A.G. : En France, nous avons eu tendance à voir la chose de manière assez caricaturale, entre deux blocs simplifiés, l’un pro-Russe, l’autre pro-Europe. La réalité est plus complexe. Il a effectivement existé deux blocs, un réformateur qui regardait vers l’Europe, l’autre partisan d’un statu quo et nostalgique d’un passé soviétique glorieux. À l’est, il y a, il est vrai, beaucoup de russophones. Les gens se sentent proches de la culture russe mais ont tout de même très mal vécu leur agression. Beaucoup se sont engagés dans l’armée et ont même abandonné la langue russe au profit de l’ukrainien. Même s’ils ont des différences, la plupart des habitants de l’est, comme ceux par exemple de la ville russophone d’Odessa, ont dans l’idée de vivre dans un pays libre. Après, il est vrai qu’il existait, avant la “Grande Invasion”, le 24 février 2022, un parti ouvertement pro-Russe, dirigé par un milliardaire proche de Poutine, Viktor Medvedtchouk mais son parti faisait environ 10% de voix, donc une minorité parmi les ukrainiens. Depuis l’invasion, ce pourcentage a encore baissé, même s’il reste une partie de la population minoritaire dans l’Est qui collabore avec la Russie et souhaite la voir réussir.

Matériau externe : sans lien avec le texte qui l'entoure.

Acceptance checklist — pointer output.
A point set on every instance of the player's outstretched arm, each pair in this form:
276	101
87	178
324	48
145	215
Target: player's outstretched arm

Dans un podcast pour France Culture, vous dites que les ukrainiens vont devoir “reconquérir leur identité, leur pays”. Cela signifie-t-il que la perte d’une partie d’un territoire influence directement l’identité nationale ?
A.G. : Il est vrai que la perte d’une partie de leur territoire a soudé les ukrainiens, mais cela a surtout touché les populations habitant dans les zones envahies. Elles se retrouvent alors dans la situation de déplacés internes, ou décident de rester et vivent donc sous occupation. Vivre sous occupation russe, cela veut dire qu’on doit prendre le passeport russe ; la Russie organise dans ces territoires une administration de manière autoritaire. Elle peut aussi demander à ces gens de participer à la guerre, au service de l’armée russe et d’aller combattre d’autres ukrainiens. Au niveau économique, la Russie essaye également d’intégrer ces régions, comme par exemple en rattachant la centrale nucléaire de Zaporijia au réseau électrique russe. La Russie a aussi récupéré des orphelins dans des orphelinats pour les envoyer dans des pensionnats en Sibérie et en faire de “parfaits petits russes”. Cette invasion de territoire touche donc surtout les zones envahies, et pas vraiment l’identité ukrainienne, qui en sort renforcée.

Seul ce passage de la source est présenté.